Now, for the feelings about the BF. It’s so painful to write these thoughts out, but it helps. I had a dream last night and I love dreams. I’m a believer in the sense that they are subconscious thoughts and feelings making themselves known in order for us to deal with them. Anyway, I had a dream in which I decided to stop waiting for him. As he angrily accepted me walking away from him he decided to leave himself- I mean, that is what I was implying right, for him to be gone? As he rode off in his bike with his hiking backpack on and a blue-green mullet I wanted to chase him. But like in most dreams I couldn’t move. As much as I wanted to I couldn’t run after him so I thought that maybe running backwards would help (go ahead, laugh). Then I woke up! In my Five Years From Now post I speak briefly about where I see myself with him. It goes much deeper than that, but I don’t want to get into it. So what does it mean?
I’m afraid that I am becoming more and more OK with the distance between us. I am also angry with him for … for … things I cannot bring myself to write out. It hurts me to think he’s not meant for me, or worse that I am not meant for him. I don’t usually have set timelines in my life, but I want to do something about this distance and I am expecting to hear the worst come this next month. There goes the allusion of the future- of what I want it to be and what I fear it can be and what it will be. The present? Well, I’d like for it to be better between us, but like I said in another post “as the worst saying in the world goes… it is what it is.” The past? Well, the past has shaped notions of what the future can be and mean.

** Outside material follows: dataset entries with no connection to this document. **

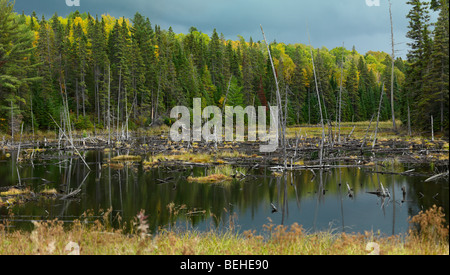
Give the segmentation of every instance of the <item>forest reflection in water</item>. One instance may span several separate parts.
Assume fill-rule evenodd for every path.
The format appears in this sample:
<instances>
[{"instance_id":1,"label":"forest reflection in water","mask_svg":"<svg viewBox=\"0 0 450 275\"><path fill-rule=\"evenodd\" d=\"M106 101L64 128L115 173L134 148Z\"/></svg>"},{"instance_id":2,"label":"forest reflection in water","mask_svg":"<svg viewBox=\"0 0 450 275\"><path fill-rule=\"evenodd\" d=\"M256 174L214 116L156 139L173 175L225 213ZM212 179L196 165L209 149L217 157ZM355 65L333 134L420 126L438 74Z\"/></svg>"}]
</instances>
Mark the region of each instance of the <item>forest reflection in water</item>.
<instances>
[{"instance_id":1,"label":"forest reflection in water","mask_svg":"<svg viewBox=\"0 0 450 275\"><path fill-rule=\"evenodd\" d=\"M271 222L298 223L308 231L379 231L388 235L406 233L408 218L433 205L442 206L448 220L448 182L424 182L439 169L432 164L387 160L368 167L290 171L286 177L270 167L241 167L243 178L205 184L187 178L204 176L214 167L144 169L141 162L114 166L108 165L111 154L87 152L89 170L77 158L17 164L14 156L0 153L0 188L19 183L34 192L81 190L75 200L45 199L2 207L1 218L6 219L12 211L17 228L32 228L31 220L70 222L86 211L98 218L111 208L115 226L129 225L145 210L153 232L174 226L261 231ZM401 174L412 169L413 174ZM374 194L383 189L389 196Z\"/></svg>"}]
</instances>

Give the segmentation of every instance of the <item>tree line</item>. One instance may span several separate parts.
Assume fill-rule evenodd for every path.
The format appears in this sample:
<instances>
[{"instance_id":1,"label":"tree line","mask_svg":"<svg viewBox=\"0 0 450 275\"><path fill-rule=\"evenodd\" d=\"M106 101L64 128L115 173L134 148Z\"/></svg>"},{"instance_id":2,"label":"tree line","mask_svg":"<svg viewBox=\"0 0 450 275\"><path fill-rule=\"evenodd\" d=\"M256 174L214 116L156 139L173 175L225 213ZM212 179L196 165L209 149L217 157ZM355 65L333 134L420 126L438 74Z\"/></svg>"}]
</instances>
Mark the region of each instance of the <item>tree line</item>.
<instances>
[{"instance_id":1,"label":"tree line","mask_svg":"<svg viewBox=\"0 0 450 275\"><path fill-rule=\"evenodd\" d=\"M426 131L424 117L433 115L436 129L448 131L448 0L408 3L407 60L392 62L379 51L362 55L355 47L311 51L304 44L270 43L287 123L319 123L319 104L330 123L370 120L380 93L394 83L394 111L403 125ZM440 11L434 24L431 9ZM64 112L77 129L170 124L170 110L192 107L193 98L202 98L203 107L222 107L225 97L229 106L276 104L267 46L251 37L230 40L195 27L176 34L139 13L132 19L79 12L38 18L15 13L8 0L0 0L0 33L4 133L17 133L21 125L55 129ZM391 118L390 97L386 92L382 120Z\"/></svg>"}]
</instances>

I suppose I am maturing and I just haven’t come to grips with my new self. This maturity process that I am going through means that I have become a new person willing and able to lead a different life than what I originally thought. So what’s my life line? How do I manage to put aside all these emotions and continue to be a capable person? The brain is tricky that way. I suppose this is how compartmentalization works. It’s work. My job is what I feel I have control over right now and I’d like to keep it that way because if I lose that control I fear it will be the end of it. There is stupid Fear again. But it’s the honest truth. I’m going to write “I know” in my next sentence even though I really don’t. I know that if I let go of going to work in order to deal with all of this I will go down that spiral I was in six/seven years ago. I don’t want to, but I also don’t know how to deal with this metamorphosis if this what it is because it feels like depression.